I’m a Navy veteran, and I deployed with JSOC and the Marine Corps in Iraq and Afghanistan. As a woman, I was especially tasked with working in the villages, often rendering aid to address basic needs among the most disenfranchised populations, as I could go where men were not allowed. My work was in intelligence, and I learned quickly the effectiveness and winning strategy of compassionately-delivered food and medical aid.
I was given fantastic training in cutting-edge emergency medicine, and I developed a passion for it. So, in recent months, I decided to get a license to volunteer as an EMT. I never imagined I’d have to use the skills I just refreshed so quickly, when my mom and I made a fateful trip to Walmart!
Even in a relatively well-off town like ours, the stretch of road leading to Walmart is dotted with rent-by-the hour motels, those obvious facilitators of human trafficking, and the drug trade that enslaves its victims. We saw a commotion of homeless people trying desperately to flag down a car from the sidewalk, so my mom managed a heroic driving maneuver, and I ran to see the problem.
Surrounded by his frantic friends, a man lay on the sidewalk, not breathing and without a pulse. He was still warm, and his eyes had the tragically common characteristic appearance of an opioid overdose. Opioid overdoses can be reversed with the drug Narcan, but obviously, the patient must be alive to receive it. Mom ran to call 911 for Narcan, and I began CPR.
In a moment of grace beyond my imagination, to the tearful joy of the friends who held his wrist, the man regained his pulse. He could not breathe, so I breathed for him until the police arrived with the Narcan, which revived him completely. God gave me the unbelievable grace to hold this man’s face as he recovered and speak to him of Jesus’ love for His soul--a love clearly evidenced by the near-miraculous second chance with which he was gifted.

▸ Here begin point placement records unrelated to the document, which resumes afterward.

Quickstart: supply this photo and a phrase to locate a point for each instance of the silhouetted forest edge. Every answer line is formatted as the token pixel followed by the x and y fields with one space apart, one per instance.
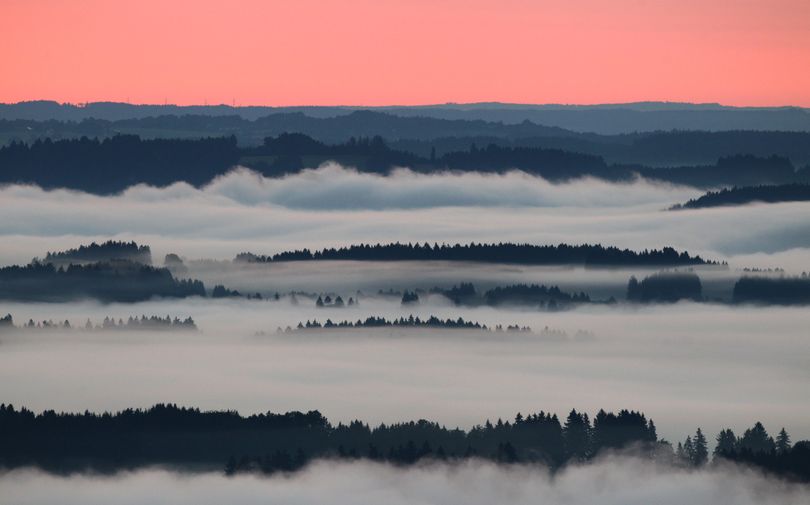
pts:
pixel 115 163
pixel 749 194
pixel 268 443
pixel 526 254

I was shocked to realize, however, that this story does not have an entirely happy ending. It is, however, an ending we can change together. When an ambulance crew finally arrived, I was angrily berated for using mouth-to-mouth resuscitation. I understand the COVID-era concern, and had I been prepared for this emergency, I would have had a bag-valve mask for the administration of CPR, but I explained that because he was not breathing and I had no equipment, I did not see an alternative.
In front of the overdose victim’s friends, who I presume may face the same difficulties of addiction that he did, along with the tragedy and suffering that led to addiction in their lives, the ambulance crew member responded in a way that said, “He is addicted. He wasn’t worth your breath.”
I know, my Christian brothers and sisters reading this, that you don’t see this man’s soul as the world sees it but as God sees it: equally worthy of love and of every chance as any of us. The exhausted EMS system, however, can not be blamed for lacking this perspective when they are caught in a seemingly endless war. That’s the war in Narcanistan.
Narcanistan is not just a war for lives, but a war to bring our world’s most injured and suffering souls to Jesus’s healing love and Divine Mercy. Fortunately, if there’s one thing I’m familiar with, it’s how to fight a war! It is time to bring special forces tactics to the spiritual warfare on our streets, and winning starts with food and excellent emergency medical aid.
I now belong to a small emerging community of Catholic women, and the brilliant pastor of our Church is extremely experienced in working with homeless populations. Together, we have an inexpensive and easy idea that could relieve pressure on the EMS system from the homeless population and give access to emergency care to those who can not reach it by traditional means. More importantly, it is a solution that would deliver spiritual care along with physical care.
What’s the solution? We need a van! We’ll simply drive around and make ourselves available in the difficult parts of town! In the van, we’ll place an experienced priest and counselor along with well-trained medical aid providers operating under good samaritan provisions in environments where medical emergencies are apt to occur and are underserved by local EMS. The price of a used van is around $20,000 (unless a generous donor happens to own a van they don’t need), and we require another $5,000 to initially stock it with medical supplies (like the masks necessary to safely deliver CPR) along with prepackaged nutrition such as MRE’s and other necessities.
We are a 501c3, so larger donations, such as a van, are tax-deductible. Can we “enlist” your help in the war?